At best we can say that humans likely contributed something to the last century of warming. But even the scientists Andrew claims understand the climate can't say how much the contribution is.

Estimates from a host of different scientific studies put the warming from a doubling of CO2 at somewhere between 1/2°C and 8°C … and the uncertainty of that number has only INCREASED in the last 50 years we've been studying it.

And when the uncertainty about that critical central value is increasing over time, when climate models with climate sensitivities differing by a factor of 3 are able to reproduce the historical period, that's clear evidence that no, Andrew … we don't know what drives the climate.

Best to all, including Andrew,

w.

Mal Adapted's avatar

"Given our lack of understanding of the reasons that the climate cools and warms, claiming that we know that humans are the sole cause of the current warming is hubris of the highest order."

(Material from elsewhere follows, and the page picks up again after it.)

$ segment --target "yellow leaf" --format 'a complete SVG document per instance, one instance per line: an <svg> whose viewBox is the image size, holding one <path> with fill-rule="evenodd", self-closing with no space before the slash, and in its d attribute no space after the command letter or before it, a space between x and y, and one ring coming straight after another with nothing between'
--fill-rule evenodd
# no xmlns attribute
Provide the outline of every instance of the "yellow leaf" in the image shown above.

You're overpluralizing again. Your lack of understanding is solely your problem. It's a commonplace that while climate science doesn't know everything, it knows more than nothing. Among other things, it knows that humans are the sole (i.e. >100%) cause of the current warming trend. The explanation will be wasted on you, but lurkers should see Dr. Hausfather's analysis on CarbonBrief: https://www.carbonbrief.org/analysis-why-scientists-think-100-of-global-warming-is-due-to-humans/. It's your narcissistic belief that if you reject the consensus knowledge of peer climate scientists, then they're the ones who are fooling themselves, that's "hubris of the highest order".

Willis Eschenbach's avatar

Thanks, Mal. I note that you didn't point out one scientist that knows what I said they don't know about the climate.

Instead, you accuse me of narcissism, lack of understanding, and fooling myself.

Why do so many alarmists resort to ad hominem arguments instead of quoting what I said and showing it's incorrect?

w.

Dave Glover's avatar

completely false ....temp increase has been proven to be at least 3 degrees C for the TCR ....unfortunately the long term increase is probably between 8 - 9 degrees

Dave Glover's avatar

you have referenced a well known global warming denier .....enough said

Willis Eschenbach's avatar

Dave, I wrote the post in question. Attacking me as a "denier" instead of attacking my ideas is an "Ad Hominem Fallacy".

Anyone calling someone a "denier" is trying to discredit their opponent by attacking the person WITHOUT dealing with their scientific claims.

The only valuable use of the term is to reliably identify people like you whom anyone can ignore without remorse or error.

w.

Rick 'Scobi' Gregory's avatar

"there is a mountain of evidence supporting that explanation and no plausible alternative suspects" ... the extreme scenarios for RCP 8.5 are now deemed implausible. Go climb the mountain and check your data again. Your gold standards might be tarnished.